By Byron Mutingwende
Radio still remains the most popular source of news and information in Zimbabwe, a senior United Nations official has said.
Speaking during the commemoration of World Radio Day at Takashinga Cricket Club in Harare on Monday 13 February 2017, Bishow Parajuli, the United Nations Resident Corrinator for Zimbabwe said that radio was one of the most popular ways to exchange information, provide social discourse and educate people all over the world.
Apart from being an active platform to save lives during natural or human-made disasters, radio helps people to engage in discussions on topics that affect them.

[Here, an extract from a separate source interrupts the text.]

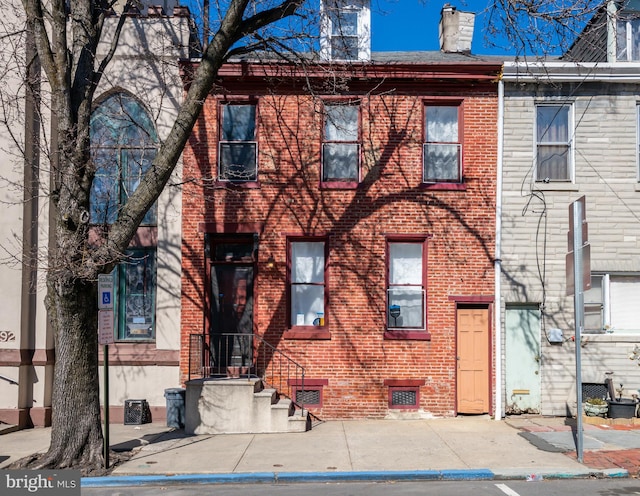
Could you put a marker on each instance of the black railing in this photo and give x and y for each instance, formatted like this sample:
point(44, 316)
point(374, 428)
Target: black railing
point(244, 355)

“In Zimbabwe, radio is still the most popular source of news and information, especially in rural areas. It’s estimated that there are over one million radio sets in the country – roughly one for every 12 inhabitants – according to the latest online PressReference,” Parajuli said.
In recognition of the significance of radio as a medium, the United Nations designated 13 February as the World Radio Day and for the first time it was officially celebrated in 2012. On the other hand, 13 February is also the anniversary of the day the United Nations established the United Nations Radio in 1946.
Parajuli added that radio plays a catalytic role in increasing awareness and participation of the people of Zimbabwe in in the implementation of the 17 Sustainable Development Goals (SDGs).
The SDGs aim to end poverty, hunger, inequality and ensure universal health coverage, quality education for all in pursuit of protecting the environment, advance good governance, rule of law and democracy.
Through radio, the public is afforded information on how the government, UN, development partners, NGOs and civil society organisations are working together in the areas of food and nutrition security, HIV, gender, jobs, response to drought, good governance and the rule of law.
Parajuli said that as Zimbabwe transitions from analogue to digital platforms, there was need to fast-track the licensing of community radios to engage communities at grass-root level on development issues and topics that affect them.
Speaking during a live broadcast programme at StarFM on the day, Kudzai Kwangwari, the Programme Manager of Zimbabwe Association of Community Radio Stations (ZACRAS) said that community radio was becoming the most prevalent medium of communication for both urban and rural communities.
“Many people are turning to community radio, the most prevalent community medium, because its affordability and reach make it so attractive to communities and development agencies,” Kwangwari said.
Kwangwari added that community radios is important tool of reaching communities that are hard to reach, helps to empower historically oppressed people and strengthen local cultures and democracy.
The media, including the medium of radio, also promotes public health campaigns as witnessed during the typhoid outbreak in Mbare, which was contained effectively.
Today the Zimbabwe Union of Journalists (ZUJ) joins the rest of the world in commemorating World Radio Day.
The Union joins forces with local broadcasters, organizations and communities in Zimbabwe in holding commemorations at Takashinga Country Club, in Highfields, Harare.
World Radio Day aims to raise greater awareness among the public and the media of the importance of radio; to encourage decision makers to establish and provide access to information through radio; as well as to enhance networking and international cooperation among broadcasters.
In his solidarity message the Zimbabwe Union of Journalists (ZUJ) Secretary General Foster Dongozi said the day was very important as it reaffirmed the indispensability of radio as a medium of “educating people, supplying information, and promoting freedom of expression across cultures”.